I seized Pasquale by the arm. "For goodness sake, don't jest
with her! She has about as much sense of humour as a prehistoric
cave-dweller. She thinks you have made her a serious offer of
marriage."
He made her another bow.
"You hear what Sir Granite says? He forbids our union. If I
married you without his consent, he would flay me alive, dip me
in boiling oil and read me aloud his History of Renaissance
Morals. So I'm afraid it is no good."
"Then I mustn't marry him either?" asked Carlotta, looking at me.
"No!" I cried, "you are not going to marry anybody. You seem to
have hymenomania. People don't marry in this casual way in
England. They think over it for a couple of years and then they
come together in a sober, God-fearing, respectable manner."
"They marry at leisure and repent in haste," interposed Pasquale.
"Precisely," said I.
"What we call a marriage-bed repentance," said Pasquale.
"I told you this poor child had no sense of humour," I objected.
"You might as well kill yourself as marry without it."
"You are not going to marry anybody, Carlotta," said I, "until
you can see a joke."
"What is a joke?" inquired Carlotta.
"Mr. Pasquale asked you to marry him. He didn't mean it. That
was a joke. It was enormously funny, and you should have
laughed."
"Then I must laugh when any one asks me to marry him?"
"As loud as you can," said I.
"You are so strange in England," sighed Carlotta.
I smiled, for I did not want to make her unhappy, and I spoke to
her intelligibly.
"Well, well, when you have quite learned all the English ways,
I'll try and find you a nice husband. Now you had better go to
bed."
She retired, quite consoled. When the door closed behind her,
Pasquale shook his head at me.
"Wasted! Criminally wasted!"
"What?"
"That," he answered, pointing to the door. "That bundle of
bewildering fascination."
"That," said I, "is an horrible infliction which only my
cultivated sense of altruism enables me to tolerate."

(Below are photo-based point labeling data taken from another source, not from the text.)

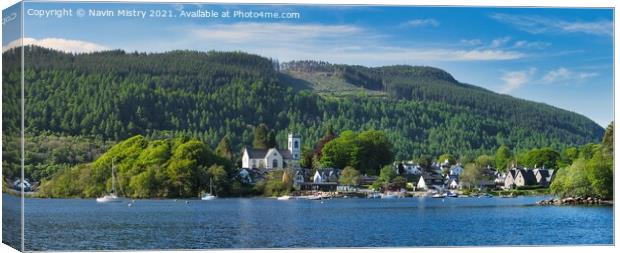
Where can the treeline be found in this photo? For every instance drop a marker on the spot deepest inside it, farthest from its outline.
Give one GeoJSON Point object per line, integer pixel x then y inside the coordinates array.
{"type": "Point", "coordinates": [591, 173]}
{"type": "Point", "coordinates": [178, 167]}
{"type": "Point", "coordinates": [115, 95]}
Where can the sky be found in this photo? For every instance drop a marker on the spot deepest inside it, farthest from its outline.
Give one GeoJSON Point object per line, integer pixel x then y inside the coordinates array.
{"type": "Point", "coordinates": [562, 57]}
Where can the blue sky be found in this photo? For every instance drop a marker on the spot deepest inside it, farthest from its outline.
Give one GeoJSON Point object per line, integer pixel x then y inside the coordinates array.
{"type": "Point", "coordinates": [562, 57]}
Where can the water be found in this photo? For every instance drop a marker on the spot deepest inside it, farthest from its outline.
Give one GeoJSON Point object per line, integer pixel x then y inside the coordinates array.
{"type": "Point", "coordinates": [63, 224]}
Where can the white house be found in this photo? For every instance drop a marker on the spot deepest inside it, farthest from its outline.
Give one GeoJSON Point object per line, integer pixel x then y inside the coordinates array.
{"type": "Point", "coordinates": [430, 181]}
{"type": "Point", "coordinates": [456, 170]}
{"type": "Point", "coordinates": [271, 159]}
{"type": "Point", "coordinates": [453, 184]}
{"type": "Point", "coordinates": [325, 176]}
{"type": "Point", "coordinates": [412, 169]}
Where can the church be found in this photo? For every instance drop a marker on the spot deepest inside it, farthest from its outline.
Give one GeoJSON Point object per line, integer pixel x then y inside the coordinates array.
{"type": "Point", "coordinates": [273, 158]}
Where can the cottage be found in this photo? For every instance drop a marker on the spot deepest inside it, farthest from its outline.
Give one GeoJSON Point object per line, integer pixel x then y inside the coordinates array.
{"type": "Point", "coordinates": [20, 184]}
{"type": "Point", "coordinates": [519, 177]}
{"type": "Point", "coordinates": [509, 180]}
{"type": "Point", "coordinates": [429, 181]}
{"type": "Point", "coordinates": [273, 158]}
{"type": "Point", "coordinates": [408, 168]}
{"type": "Point", "coordinates": [453, 183]}
{"type": "Point", "coordinates": [456, 170]}
{"type": "Point", "coordinates": [543, 176]}
{"type": "Point", "coordinates": [250, 176]}
{"type": "Point", "coordinates": [325, 176]}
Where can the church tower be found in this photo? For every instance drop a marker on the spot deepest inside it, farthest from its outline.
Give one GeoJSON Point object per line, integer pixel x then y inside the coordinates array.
{"type": "Point", "coordinates": [294, 145]}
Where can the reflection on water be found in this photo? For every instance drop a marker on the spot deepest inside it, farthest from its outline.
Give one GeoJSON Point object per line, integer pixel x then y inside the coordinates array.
{"type": "Point", "coordinates": [267, 223]}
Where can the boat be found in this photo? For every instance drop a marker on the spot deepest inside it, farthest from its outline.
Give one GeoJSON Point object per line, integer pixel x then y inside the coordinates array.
{"type": "Point", "coordinates": [209, 195]}
{"type": "Point", "coordinates": [285, 197]}
{"type": "Point", "coordinates": [374, 195]}
{"type": "Point", "coordinates": [111, 197]}
{"type": "Point", "coordinates": [389, 196]}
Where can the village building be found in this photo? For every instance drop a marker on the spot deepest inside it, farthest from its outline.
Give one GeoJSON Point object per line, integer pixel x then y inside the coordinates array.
{"type": "Point", "coordinates": [543, 176]}
{"type": "Point", "coordinates": [323, 180]}
{"type": "Point", "coordinates": [517, 177]}
{"type": "Point", "coordinates": [456, 170]}
{"type": "Point", "coordinates": [250, 176]}
{"type": "Point", "coordinates": [273, 158]}
{"type": "Point", "coordinates": [407, 168]}
{"type": "Point", "coordinates": [430, 181]}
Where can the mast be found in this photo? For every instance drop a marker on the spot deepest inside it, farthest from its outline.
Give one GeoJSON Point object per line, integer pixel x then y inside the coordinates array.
{"type": "Point", "coordinates": [113, 181]}
{"type": "Point", "coordinates": [211, 186]}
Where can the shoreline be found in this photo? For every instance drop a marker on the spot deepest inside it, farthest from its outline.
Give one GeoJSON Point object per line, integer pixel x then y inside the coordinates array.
{"type": "Point", "coordinates": [589, 201]}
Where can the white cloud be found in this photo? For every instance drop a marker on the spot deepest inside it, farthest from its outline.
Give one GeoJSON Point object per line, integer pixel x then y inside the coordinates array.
{"type": "Point", "coordinates": [531, 44]}
{"type": "Point", "coordinates": [538, 24]}
{"type": "Point", "coordinates": [499, 42]}
{"type": "Point", "coordinates": [334, 43]}
{"type": "Point", "coordinates": [421, 23]}
{"type": "Point", "coordinates": [472, 42]}
{"type": "Point", "coordinates": [565, 75]}
{"type": "Point", "coordinates": [65, 45]}
{"type": "Point", "coordinates": [515, 79]}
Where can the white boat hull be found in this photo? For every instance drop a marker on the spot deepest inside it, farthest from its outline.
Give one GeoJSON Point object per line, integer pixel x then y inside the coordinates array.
{"type": "Point", "coordinates": [208, 197]}
{"type": "Point", "coordinates": [284, 198]}
{"type": "Point", "coordinates": [110, 199]}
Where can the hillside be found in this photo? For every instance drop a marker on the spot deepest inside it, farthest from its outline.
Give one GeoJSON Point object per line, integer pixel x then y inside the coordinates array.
{"type": "Point", "coordinates": [114, 95]}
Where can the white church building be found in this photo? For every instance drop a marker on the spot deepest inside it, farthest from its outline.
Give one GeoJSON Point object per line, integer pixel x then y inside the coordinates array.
{"type": "Point", "coordinates": [273, 158]}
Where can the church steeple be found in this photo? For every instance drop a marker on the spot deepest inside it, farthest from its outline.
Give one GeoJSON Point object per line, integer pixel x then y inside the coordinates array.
{"type": "Point", "coordinates": [294, 145]}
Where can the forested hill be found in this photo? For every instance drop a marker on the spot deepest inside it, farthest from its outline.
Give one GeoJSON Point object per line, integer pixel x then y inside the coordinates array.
{"type": "Point", "coordinates": [115, 95]}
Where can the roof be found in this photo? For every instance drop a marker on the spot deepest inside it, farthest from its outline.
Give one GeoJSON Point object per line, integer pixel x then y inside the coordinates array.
{"type": "Point", "coordinates": [255, 153]}
{"type": "Point", "coordinates": [259, 153]}
{"type": "Point", "coordinates": [528, 176]}
{"type": "Point", "coordinates": [432, 177]}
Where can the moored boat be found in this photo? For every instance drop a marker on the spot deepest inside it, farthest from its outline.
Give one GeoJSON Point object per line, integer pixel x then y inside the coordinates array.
{"type": "Point", "coordinates": [285, 197]}
{"type": "Point", "coordinates": [209, 195]}
{"type": "Point", "coordinates": [111, 197]}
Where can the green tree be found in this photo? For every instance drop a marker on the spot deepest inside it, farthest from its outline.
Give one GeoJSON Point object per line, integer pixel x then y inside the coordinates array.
{"type": "Point", "coordinates": [546, 157]}
{"type": "Point", "coordinates": [425, 161]}
{"type": "Point", "coordinates": [608, 138]}
{"type": "Point", "coordinates": [219, 177]}
{"type": "Point", "coordinates": [349, 176]}
{"type": "Point", "coordinates": [485, 161]}
{"type": "Point", "coordinates": [503, 157]}
{"type": "Point", "coordinates": [450, 158]}
{"type": "Point", "coordinates": [224, 148]}
{"type": "Point", "coordinates": [271, 140]}
{"type": "Point", "coordinates": [472, 175]}
{"type": "Point", "coordinates": [261, 137]}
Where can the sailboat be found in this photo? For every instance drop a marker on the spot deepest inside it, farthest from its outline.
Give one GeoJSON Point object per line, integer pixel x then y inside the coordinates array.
{"type": "Point", "coordinates": [111, 197]}
{"type": "Point", "coordinates": [209, 195]}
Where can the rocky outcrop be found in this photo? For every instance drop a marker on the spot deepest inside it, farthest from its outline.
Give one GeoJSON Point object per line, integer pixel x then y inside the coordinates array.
{"type": "Point", "coordinates": [575, 201]}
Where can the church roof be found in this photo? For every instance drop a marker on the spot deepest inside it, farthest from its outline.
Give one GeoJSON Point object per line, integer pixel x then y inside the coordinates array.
{"type": "Point", "coordinates": [260, 153]}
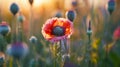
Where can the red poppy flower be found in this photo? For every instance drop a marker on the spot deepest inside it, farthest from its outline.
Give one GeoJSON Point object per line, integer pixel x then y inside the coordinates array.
{"type": "Point", "coordinates": [116, 34]}
{"type": "Point", "coordinates": [56, 29]}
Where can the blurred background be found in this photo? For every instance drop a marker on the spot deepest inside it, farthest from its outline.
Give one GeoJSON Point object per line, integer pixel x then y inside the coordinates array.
{"type": "Point", "coordinates": [104, 49]}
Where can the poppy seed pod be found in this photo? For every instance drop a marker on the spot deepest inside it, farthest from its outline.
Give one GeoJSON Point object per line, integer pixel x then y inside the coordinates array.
{"type": "Point", "coordinates": [56, 29]}
{"type": "Point", "coordinates": [89, 30]}
{"type": "Point", "coordinates": [17, 50]}
{"type": "Point", "coordinates": [4, 28]}
{"type": "Point", "coordinates": [31, 2]}
{"type": "Point", "coordinates": [33, 39]}
{"type": "Point", "coordinates": [58, 14]}
{"type": "Point", "coordinates": [20, 18]}
{"type": "Point", "coordinates": [116, 34]}
{"type": "Point", "coordinates": [14, 8]}
{"type": "Point", "coordinates": [111, 6]}
{"type": "Point", "coordinates": [70, 15]}
{"type": "Point", "coordinates": [2, 57]}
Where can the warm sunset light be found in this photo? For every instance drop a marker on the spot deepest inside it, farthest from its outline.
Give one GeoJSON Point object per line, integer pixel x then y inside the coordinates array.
{"type": "Point", "coordinates": [59, 33]}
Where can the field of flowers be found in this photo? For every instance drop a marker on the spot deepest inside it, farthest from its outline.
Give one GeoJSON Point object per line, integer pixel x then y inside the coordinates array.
{"type": "Point", "coordinates": [59, 33]}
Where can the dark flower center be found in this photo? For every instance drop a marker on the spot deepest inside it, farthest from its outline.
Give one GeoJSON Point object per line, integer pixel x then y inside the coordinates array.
{"type": "Point", "coordinates": [58, 31]}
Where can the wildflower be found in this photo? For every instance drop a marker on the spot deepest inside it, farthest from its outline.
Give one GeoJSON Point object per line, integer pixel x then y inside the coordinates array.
{"type": "Point", "coordinates": [111, 6]}
{"type": "Point", "coordinates": [70, 15]}
{"type": "Point", "coordinates": [31, 2]}
{"type": "Point", "coordinates": [17, 49]}
{"type": "Point", "coordinates": [4, 28]}
{"type": "Point", "coordinates": [116, 34]}
{"type": "Point", "coordinates": [14, 8]}
{"type": "Point", "coordinates": [56, 29]}
{"type": "Point", "coordinates": [2, 57]}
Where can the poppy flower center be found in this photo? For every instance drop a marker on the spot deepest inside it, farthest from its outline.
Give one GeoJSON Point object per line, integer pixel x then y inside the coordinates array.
{"type": "Point", "coordinates": [58, 31]}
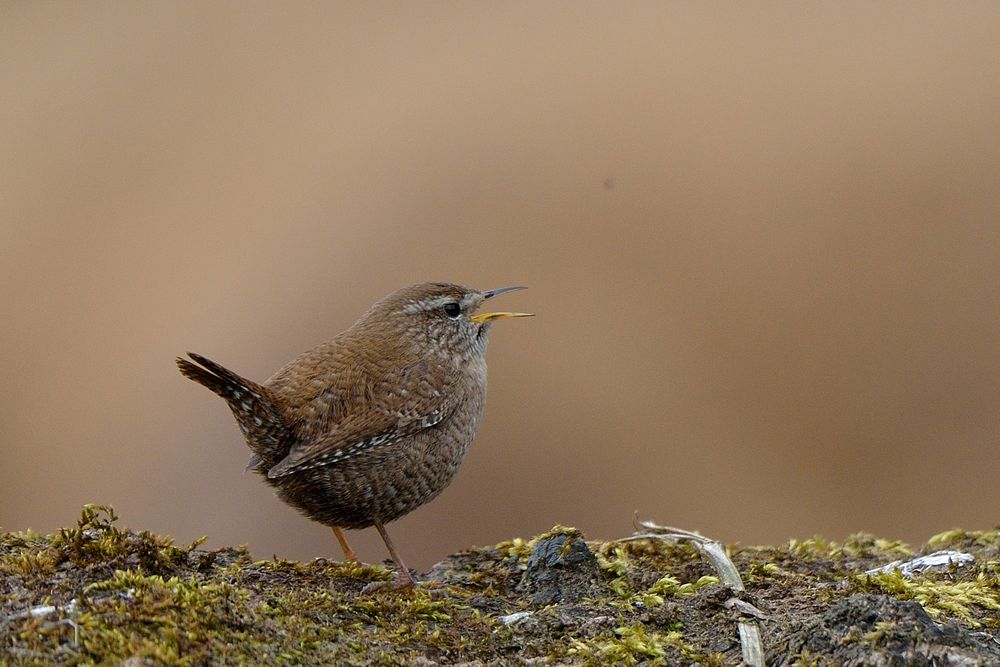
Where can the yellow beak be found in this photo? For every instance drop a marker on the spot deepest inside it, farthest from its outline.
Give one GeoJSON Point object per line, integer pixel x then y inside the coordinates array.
{"type": "Point", "coordinates": [487, 317]}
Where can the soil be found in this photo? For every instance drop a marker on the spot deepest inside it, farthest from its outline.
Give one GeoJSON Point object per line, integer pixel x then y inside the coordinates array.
{"type": "Point", "coordinates": [101, 594]}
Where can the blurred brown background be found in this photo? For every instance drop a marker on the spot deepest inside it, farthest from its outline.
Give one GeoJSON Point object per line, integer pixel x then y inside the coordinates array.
{"type": "Point", "coordinates": [762, 241]}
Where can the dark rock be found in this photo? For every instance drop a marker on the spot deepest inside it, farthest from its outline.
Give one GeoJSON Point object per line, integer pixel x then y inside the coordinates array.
{"type": "Point", "coordinates": [561, 568]}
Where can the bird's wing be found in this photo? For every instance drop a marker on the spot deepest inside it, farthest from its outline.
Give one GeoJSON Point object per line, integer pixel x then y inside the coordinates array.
{"type": "Point", "coordinates": [395, 405]}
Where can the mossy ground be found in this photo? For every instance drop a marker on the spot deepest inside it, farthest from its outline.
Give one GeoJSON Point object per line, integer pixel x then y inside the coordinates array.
{"type": "Point", "coordinates": [101, 594]}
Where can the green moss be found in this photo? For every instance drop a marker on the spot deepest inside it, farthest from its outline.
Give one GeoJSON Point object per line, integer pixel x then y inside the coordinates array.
{"type": "Point", "coordinates": [975, 600]}
{"type": "Point", "coordinates": [630, 645]}
{"type": "Point", "coordinates": [98, 593]}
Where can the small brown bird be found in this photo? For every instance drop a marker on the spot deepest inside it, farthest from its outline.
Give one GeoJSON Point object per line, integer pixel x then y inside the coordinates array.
{"type": "Point", "coordinates": [368, 426]}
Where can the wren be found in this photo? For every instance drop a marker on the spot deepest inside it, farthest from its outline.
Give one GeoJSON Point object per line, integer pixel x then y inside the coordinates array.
{"type": "Point", "coordinates": [366, 427]}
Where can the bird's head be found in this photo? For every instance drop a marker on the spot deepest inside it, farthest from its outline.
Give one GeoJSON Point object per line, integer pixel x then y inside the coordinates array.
{"type": "Point", "coordinates": [440, 316]}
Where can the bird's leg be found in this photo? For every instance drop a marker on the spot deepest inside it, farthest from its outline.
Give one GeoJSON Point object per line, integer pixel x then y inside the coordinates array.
{"type": "Point", "coordinates": [404, 580]}
{"type": "Point", "coordinates": [348, 551]}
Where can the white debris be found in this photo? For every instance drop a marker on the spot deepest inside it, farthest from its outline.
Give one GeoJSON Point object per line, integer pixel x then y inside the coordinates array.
{"type": "Point", "coordinates": [938, 559]}
{"type": "Point", "coordinates": [511, 619]}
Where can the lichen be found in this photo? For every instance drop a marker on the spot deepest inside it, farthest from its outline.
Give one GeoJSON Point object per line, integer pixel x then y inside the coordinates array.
{"type": "Point", "coordinates": [98, 593]}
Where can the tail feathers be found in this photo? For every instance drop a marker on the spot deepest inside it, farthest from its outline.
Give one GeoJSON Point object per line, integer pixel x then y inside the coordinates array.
{"type": "Point", "coordinates": [219, 379]}
{"type": "Point", "coordinates": [255, 407]}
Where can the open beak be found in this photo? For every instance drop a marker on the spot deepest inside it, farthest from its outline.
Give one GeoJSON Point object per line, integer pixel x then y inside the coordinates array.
{"type": "Point", "coordinates": [488, 317]}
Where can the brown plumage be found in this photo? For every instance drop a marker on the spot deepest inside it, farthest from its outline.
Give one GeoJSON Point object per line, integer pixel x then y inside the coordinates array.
{"type": "Point", "coordinates": [368, 426]}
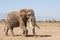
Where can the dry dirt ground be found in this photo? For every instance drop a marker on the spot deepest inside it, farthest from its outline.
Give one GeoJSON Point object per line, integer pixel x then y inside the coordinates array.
{"type": "Point", "coordinates": [47, 31]}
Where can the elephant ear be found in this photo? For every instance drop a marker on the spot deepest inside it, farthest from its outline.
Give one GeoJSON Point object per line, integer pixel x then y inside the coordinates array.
{"type": "Point", "coordinates": [22, 12]}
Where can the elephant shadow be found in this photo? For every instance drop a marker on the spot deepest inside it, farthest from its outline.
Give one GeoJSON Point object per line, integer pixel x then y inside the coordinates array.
{"type": "Point", "coordinates": [36, 35]}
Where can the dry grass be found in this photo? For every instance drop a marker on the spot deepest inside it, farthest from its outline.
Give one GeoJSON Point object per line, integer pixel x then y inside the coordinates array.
{"type": "Point", "coordinates": [47, 31]}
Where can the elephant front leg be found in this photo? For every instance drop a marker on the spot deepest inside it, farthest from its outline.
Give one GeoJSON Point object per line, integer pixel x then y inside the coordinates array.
{"type": "Point", "coordinates": [34, 31]}
{"type": "Point", "coordinates": [7, 31]}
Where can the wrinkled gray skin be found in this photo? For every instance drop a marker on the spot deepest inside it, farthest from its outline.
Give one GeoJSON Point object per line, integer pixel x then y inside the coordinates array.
{"type": "Point", "coordinates": [20, 18]}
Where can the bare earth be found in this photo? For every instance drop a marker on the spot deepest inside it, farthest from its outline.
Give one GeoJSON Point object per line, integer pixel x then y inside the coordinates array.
{"type": "Point", "coordinates": [47, 31]}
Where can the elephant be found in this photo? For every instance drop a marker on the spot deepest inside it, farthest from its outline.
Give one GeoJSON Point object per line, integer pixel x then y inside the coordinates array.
{"type": "Point", "coordinates": [20, 18]}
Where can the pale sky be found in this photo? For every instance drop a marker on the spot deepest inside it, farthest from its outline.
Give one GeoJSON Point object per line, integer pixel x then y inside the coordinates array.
{"type": "Point", "coordinates": [44, 9]}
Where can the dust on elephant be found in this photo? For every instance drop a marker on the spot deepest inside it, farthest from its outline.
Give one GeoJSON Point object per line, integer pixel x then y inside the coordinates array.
{"type": "Point", "coordinates": [15, 19]}
{"type": "Point", "coordinates": [20, 18]}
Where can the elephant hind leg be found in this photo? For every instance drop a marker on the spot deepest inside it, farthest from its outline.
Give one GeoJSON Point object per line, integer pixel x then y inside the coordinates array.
{"type": "Point", "coordinates": [11, 29]}
{"type": "Point", "coordinates": [6, 31]}
{"type": "Point", "coordinates": [34, 31]}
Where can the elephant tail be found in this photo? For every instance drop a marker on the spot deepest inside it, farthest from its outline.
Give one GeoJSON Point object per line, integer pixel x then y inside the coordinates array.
{"type": "Point", "coordinates": [37, 26]}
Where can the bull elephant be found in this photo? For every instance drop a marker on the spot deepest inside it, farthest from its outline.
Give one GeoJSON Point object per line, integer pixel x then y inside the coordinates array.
{"type": "Point", "coordinates": [20, 18]}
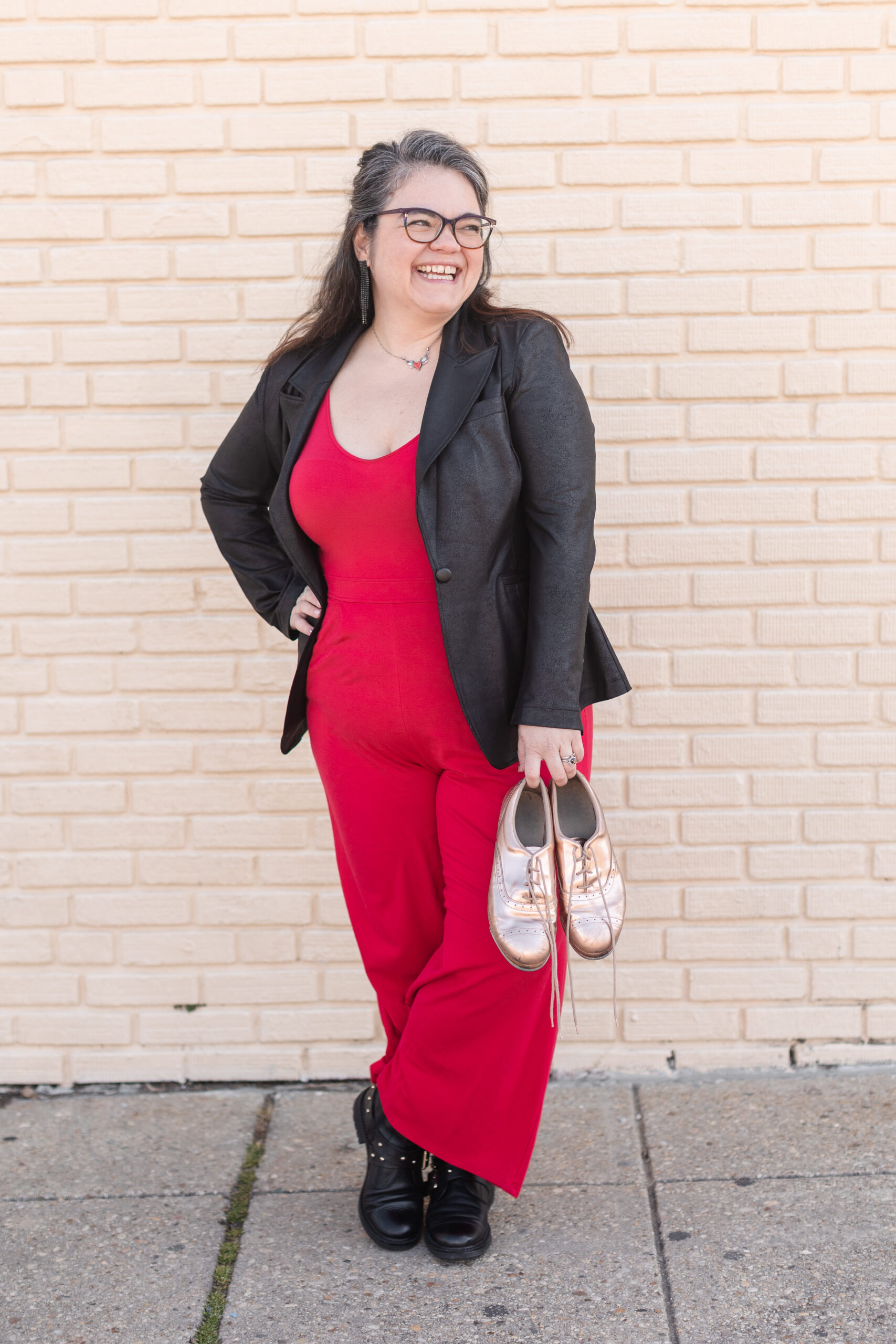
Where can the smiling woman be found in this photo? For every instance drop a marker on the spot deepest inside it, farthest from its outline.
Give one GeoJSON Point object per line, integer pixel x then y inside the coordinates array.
{"type": "Point", "coordinates": [410, 492]}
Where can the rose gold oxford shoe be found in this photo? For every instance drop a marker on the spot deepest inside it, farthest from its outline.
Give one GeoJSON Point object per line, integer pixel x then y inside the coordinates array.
{"type": "Point", "coordinates": [592, 891]}
{"type": "Point", "coordinates": [523, 904]}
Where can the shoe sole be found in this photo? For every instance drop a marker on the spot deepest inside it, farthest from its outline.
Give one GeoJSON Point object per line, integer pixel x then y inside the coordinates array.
{"type": "Point", "coordinates": [460, 1253]}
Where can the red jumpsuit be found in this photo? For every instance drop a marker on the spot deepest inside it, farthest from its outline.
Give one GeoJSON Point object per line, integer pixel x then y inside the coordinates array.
{"type": "Point", "coordinates": [414, 807]}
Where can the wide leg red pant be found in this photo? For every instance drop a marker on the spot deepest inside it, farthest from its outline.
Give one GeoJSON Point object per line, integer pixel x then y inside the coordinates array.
{"type": "Point", "coordinates": [414, 807]}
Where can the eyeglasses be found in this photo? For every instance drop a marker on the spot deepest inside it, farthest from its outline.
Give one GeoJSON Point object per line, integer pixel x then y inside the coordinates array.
{"type": "Point", "coordinates": [425, 226]}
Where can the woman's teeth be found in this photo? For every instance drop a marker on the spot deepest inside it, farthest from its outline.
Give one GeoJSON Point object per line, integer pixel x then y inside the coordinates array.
{"type": "Point", "coordinates": [437, 272]}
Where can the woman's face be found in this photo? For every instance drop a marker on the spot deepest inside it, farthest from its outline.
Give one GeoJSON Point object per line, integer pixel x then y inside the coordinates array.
{"type": "Point", "coordinates": [404, 272]}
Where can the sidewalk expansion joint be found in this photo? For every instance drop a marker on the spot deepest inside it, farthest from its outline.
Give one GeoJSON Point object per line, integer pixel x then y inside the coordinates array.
{"type": "Point", "coordinates": [754, 1180]}
{"type": "Point", "coordinates": [90, 1199]}
{"type": "Point", "coordinates": [655, 1218]}
{"type": "Point", "coordinates": [208, 1331]}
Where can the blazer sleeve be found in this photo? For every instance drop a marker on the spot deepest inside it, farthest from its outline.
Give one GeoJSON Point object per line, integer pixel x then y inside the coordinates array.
{"type": "Point", "coordinates": [553, 435]}
{"type": "Point", "coordinates": [236, 492]}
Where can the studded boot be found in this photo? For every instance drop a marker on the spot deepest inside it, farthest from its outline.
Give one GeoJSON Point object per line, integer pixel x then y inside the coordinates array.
{"type": "Point", "coordinates": [457, 1221]}
{"type": "Point", "coordinates": [390, 1205]}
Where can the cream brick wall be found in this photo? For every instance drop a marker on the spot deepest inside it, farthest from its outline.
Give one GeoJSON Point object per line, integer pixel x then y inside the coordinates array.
{"type": "Point", "coordinates": [707, 197]}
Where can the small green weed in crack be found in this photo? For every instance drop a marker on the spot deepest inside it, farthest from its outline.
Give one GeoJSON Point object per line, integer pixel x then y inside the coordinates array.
{"type": "Point", "coordinates": [208, 1330]}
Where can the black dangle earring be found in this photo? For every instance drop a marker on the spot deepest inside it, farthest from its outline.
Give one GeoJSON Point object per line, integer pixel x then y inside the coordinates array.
{"type": "Point", "coordinates": [366, 292]}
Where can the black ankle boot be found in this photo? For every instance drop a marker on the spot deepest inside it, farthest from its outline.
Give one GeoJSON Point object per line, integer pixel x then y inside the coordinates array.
{"type": "Point", "coordinates": [392, 1201]}
{"type": "Point", "coordinates": [457, 1221]}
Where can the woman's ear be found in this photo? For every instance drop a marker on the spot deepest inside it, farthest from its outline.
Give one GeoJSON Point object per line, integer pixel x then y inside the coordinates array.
{"type": "Point", "coordinates": [362, 244]}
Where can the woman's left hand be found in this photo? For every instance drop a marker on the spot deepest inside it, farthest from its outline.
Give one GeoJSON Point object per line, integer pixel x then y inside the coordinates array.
{"type": "Point", "coordinates": [550, 745]}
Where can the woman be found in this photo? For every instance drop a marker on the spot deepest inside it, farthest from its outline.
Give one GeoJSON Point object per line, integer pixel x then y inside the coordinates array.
{"type": "Point", "coordinates": [410, 494]}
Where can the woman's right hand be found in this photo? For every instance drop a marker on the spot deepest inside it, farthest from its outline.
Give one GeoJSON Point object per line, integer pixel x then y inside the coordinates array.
{"type": "Point", "coordinates": [305, 606]}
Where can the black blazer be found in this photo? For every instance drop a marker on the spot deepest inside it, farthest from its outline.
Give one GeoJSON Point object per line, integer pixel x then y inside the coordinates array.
{"type": "Point", "coordinates": [505, 502]}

"Her name ought to be Margarita."
"Why?" I asked.
"_Ante porcos_," said he.
Certainly Pasquale has a pretty wit and I admire it as I admire
most of his brilliant qualities, but I fail to see the aptness of
this last gibe. At the club this afternoon I picked up an
entertaining French novel called _En felons des Perles_. On the
illustrated cover was a row of undraped damsels sitting in
oyster-shells, and the text of the book went to show how it was
the hero's ambition to make a rosary of these pearls. Now I am a
dull pig. Why? Because I do not add Carlotta to my rosary. I
never heard such a monstrous thing in my life. To begin with, I
have no rosary.
I wish I had not read that French novel. I wish I had not gone
downstairs to hunt for its seventeenth century ancestor. I wish
I had given Pasquale dinner at the club.
It is all the fault of Antoinette. Why can't she cook in a
middle-class, unedifying way? All this comes from having in the
house a woman whose soul is in the stew-pot.